José Horta Manzano
A mídia dá hoje destaque à sessão do tribunal regional federal que trata do recurso interposto pelo Lula contra a sentença que o condenou num processo criminal ‒ o primeiro de uma série, ao que parece.
Antes de prosseguir, gostaria de reafirmar o que já disse em outra ocasião: não me parece adequado dizer que a apelação do réu será «julgada» hoje. O fato de cada desembargador ler o voto já escrito de antemão é sinal flagrante de que o réu já está julgado. A sessão do tribunal serve apenas para publicar o resultado.
Dito isso, prossigo. Por mais que reflita, não enxergo razão para tanta animação. Parece-me claro que nem os que simpatizam com o Lula nem os que sentem asco por ele ganharão ou perderão. Seja qual for o resultado, o jogo vai terminar empatado. Por diversas razões.
Nem que o tribunal absolva hoje o Lula, ele deixará de ser réu. Corre na justiça uma fieira de meia dúzia de processos criminais contra ele. Portanto, nada muda. Caso seja absolvido, sabemos todos que, antes de vê-lo de uniforme laranja e corrente nos pés ainda falta muito. Há pela frente embargos, contestações, apelações, subterfúgios vários. O arsenal jurídico brasileiro é riquíssimo em chicanas. Vamos agora adiantar o relógio e pular para outubro, mês das eleições.

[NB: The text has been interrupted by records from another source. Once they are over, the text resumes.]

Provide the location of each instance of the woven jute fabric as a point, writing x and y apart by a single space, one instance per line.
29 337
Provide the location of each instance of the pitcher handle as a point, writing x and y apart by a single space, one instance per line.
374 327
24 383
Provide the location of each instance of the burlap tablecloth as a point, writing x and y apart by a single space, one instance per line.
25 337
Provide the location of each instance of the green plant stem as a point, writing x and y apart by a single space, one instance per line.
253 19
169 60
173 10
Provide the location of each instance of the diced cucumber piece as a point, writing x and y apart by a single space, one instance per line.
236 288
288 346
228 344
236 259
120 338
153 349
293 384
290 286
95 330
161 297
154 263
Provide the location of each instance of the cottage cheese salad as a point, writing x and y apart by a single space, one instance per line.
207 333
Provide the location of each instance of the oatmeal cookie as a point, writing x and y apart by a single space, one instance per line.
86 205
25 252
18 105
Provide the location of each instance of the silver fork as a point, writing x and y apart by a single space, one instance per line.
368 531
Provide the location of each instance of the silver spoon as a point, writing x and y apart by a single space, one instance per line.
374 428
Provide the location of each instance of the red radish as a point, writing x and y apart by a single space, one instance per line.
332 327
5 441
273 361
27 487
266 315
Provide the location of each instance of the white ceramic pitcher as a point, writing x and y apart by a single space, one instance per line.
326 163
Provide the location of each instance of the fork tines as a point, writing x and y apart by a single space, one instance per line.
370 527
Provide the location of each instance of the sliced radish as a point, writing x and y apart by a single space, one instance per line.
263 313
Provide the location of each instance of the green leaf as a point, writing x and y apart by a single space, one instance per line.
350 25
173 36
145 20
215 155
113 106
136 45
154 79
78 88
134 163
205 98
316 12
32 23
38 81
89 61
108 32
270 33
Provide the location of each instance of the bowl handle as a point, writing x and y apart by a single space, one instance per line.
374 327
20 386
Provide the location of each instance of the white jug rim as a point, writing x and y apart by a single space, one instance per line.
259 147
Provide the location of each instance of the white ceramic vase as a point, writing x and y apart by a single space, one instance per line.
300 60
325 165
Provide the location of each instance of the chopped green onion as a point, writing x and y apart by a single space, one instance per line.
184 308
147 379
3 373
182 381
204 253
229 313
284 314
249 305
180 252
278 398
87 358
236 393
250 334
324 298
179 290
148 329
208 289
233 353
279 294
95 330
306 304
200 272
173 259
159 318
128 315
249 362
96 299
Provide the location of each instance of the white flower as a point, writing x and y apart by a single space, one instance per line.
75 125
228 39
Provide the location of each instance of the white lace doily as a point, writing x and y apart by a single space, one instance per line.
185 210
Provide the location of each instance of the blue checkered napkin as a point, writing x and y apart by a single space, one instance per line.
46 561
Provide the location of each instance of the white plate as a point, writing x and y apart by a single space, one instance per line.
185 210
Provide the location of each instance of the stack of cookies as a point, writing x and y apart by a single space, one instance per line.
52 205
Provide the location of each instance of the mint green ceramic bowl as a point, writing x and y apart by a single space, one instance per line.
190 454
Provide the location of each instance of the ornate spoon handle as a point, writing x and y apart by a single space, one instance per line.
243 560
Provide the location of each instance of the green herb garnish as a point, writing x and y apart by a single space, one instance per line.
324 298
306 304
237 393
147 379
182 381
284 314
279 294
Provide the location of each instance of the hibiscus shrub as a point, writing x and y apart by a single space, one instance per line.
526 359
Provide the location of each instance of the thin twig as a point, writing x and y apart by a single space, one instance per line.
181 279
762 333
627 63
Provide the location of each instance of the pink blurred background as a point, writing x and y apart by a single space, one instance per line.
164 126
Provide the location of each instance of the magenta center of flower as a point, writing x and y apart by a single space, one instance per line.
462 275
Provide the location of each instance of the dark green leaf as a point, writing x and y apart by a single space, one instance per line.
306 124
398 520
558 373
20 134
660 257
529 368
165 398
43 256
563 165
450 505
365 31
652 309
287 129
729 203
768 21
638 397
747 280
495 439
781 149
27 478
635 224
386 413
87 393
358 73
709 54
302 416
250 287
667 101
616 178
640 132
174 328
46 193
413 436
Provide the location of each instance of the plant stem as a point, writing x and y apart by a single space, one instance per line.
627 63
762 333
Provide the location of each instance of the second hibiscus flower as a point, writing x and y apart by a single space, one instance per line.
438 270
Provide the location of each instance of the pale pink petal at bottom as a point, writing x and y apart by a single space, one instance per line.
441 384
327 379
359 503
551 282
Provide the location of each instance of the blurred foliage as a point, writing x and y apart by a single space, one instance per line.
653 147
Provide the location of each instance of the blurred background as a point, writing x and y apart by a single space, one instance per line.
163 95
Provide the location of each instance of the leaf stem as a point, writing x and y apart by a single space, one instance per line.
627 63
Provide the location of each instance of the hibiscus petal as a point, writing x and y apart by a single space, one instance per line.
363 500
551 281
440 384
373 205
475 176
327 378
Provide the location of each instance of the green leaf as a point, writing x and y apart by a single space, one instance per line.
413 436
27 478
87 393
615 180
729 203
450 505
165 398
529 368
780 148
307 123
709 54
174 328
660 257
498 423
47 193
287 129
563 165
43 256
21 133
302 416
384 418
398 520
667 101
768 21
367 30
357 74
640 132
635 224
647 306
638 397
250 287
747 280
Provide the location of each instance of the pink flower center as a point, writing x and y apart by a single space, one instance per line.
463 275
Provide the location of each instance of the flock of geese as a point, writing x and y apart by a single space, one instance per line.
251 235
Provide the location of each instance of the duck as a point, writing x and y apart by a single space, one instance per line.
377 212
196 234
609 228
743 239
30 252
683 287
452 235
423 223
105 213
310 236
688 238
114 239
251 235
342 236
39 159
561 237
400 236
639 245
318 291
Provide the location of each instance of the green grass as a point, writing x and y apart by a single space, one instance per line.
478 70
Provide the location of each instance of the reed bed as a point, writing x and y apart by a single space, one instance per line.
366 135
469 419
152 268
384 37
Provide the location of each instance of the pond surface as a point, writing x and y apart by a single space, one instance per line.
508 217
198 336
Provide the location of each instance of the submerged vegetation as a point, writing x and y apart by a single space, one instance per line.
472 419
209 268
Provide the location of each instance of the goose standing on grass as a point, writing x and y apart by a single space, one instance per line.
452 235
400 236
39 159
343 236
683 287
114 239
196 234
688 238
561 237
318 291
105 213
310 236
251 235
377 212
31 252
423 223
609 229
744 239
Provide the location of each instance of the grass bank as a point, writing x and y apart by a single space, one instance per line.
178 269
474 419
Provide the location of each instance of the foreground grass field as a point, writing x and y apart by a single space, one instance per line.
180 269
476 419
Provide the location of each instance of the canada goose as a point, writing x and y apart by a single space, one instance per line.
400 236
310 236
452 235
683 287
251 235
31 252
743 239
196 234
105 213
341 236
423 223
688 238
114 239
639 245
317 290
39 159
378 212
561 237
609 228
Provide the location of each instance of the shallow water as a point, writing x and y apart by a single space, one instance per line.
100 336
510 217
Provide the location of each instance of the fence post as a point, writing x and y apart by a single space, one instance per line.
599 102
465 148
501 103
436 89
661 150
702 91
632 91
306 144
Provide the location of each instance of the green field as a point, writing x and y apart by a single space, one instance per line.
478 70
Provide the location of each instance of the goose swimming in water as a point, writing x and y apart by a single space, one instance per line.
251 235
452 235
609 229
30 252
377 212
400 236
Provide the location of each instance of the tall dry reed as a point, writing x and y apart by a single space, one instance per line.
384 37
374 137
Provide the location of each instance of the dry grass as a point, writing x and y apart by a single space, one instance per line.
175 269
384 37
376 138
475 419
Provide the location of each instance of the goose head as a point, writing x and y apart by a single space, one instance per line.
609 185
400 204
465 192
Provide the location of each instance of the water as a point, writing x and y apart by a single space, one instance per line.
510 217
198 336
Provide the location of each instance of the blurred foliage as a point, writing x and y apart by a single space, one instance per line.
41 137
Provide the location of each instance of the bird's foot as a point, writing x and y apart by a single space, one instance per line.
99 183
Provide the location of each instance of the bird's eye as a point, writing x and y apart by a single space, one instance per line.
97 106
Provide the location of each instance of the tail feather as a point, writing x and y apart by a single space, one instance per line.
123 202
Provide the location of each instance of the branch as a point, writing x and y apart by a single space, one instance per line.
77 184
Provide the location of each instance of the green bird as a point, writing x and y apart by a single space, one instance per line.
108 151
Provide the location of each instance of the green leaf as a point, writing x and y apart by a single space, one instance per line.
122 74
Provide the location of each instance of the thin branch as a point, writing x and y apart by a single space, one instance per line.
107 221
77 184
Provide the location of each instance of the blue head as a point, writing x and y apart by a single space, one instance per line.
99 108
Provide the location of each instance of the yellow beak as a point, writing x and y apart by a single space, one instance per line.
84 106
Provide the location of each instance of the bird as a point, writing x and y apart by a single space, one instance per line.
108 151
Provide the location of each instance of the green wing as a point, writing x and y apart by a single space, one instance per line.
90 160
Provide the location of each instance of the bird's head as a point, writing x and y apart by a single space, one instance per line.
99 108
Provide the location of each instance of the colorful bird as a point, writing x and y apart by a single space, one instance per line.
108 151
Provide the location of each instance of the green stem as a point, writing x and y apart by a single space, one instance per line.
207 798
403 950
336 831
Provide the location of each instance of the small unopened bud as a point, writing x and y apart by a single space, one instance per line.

Suponhamos que o Lula consiga registrar candidatura, que participe e que vença o pleito. Que acontecerá? Oitenta por cento dos congressistas se bandearão para o lado do novo presidente, que passará a contar com a maior bancada jamais vista ‘nessepaiz’. Banqueiros e grandes empresários farão fila para o beija-mão ao novo inquilino do Planalto. O PMDB continuará sendo o partido com o maior número de parlamentares ‒ todos eles, naturalmente, entusiastas do novo governo. A roubalheira no alto escalão se fará mais discreta. Atenção: eu disse mais discreta, não mais comedida. E a vida vai continuar impávida.
Suponhamos agora que o Lula não consiga registrar candidatura. Ou que, tendo-a registrado, não vença a eleição. Que acontecerá? Oitenta por cento dos congressistas se bandearão para o lado do novo presidente, seja ele quem for. A bancada de parlamentares apoiadores do novo mandatário será a mais importante jamais vista no país. Banqueiros e grandes empresários farão fila para o beija-mão ao novo inquilino do Planalto. O PMDB continuará sendo o partido com o maior número de parlamentares ‒ todos eles, naturalmente, entusiastas do novo governo. A roubalheira no alto escalão se fará mais discreta. Atenção: eu disse mais discreta, não mais comedida. E a vida vai continuar impávida.
Portanto, que diferença faz? Mais que dia histórico, eu diria que hoje é um dia histérico.

O dia pode não ter sido nem histórico nem histérico, como se temia. Mas aconteceu um evento certamente histórico: pela primeira vez na história da justiça brasileira, os desembargadores falaram português e ainda se preocuparam em traduzir muitos termos do juridiquês para os que acompanhavam o julgamento.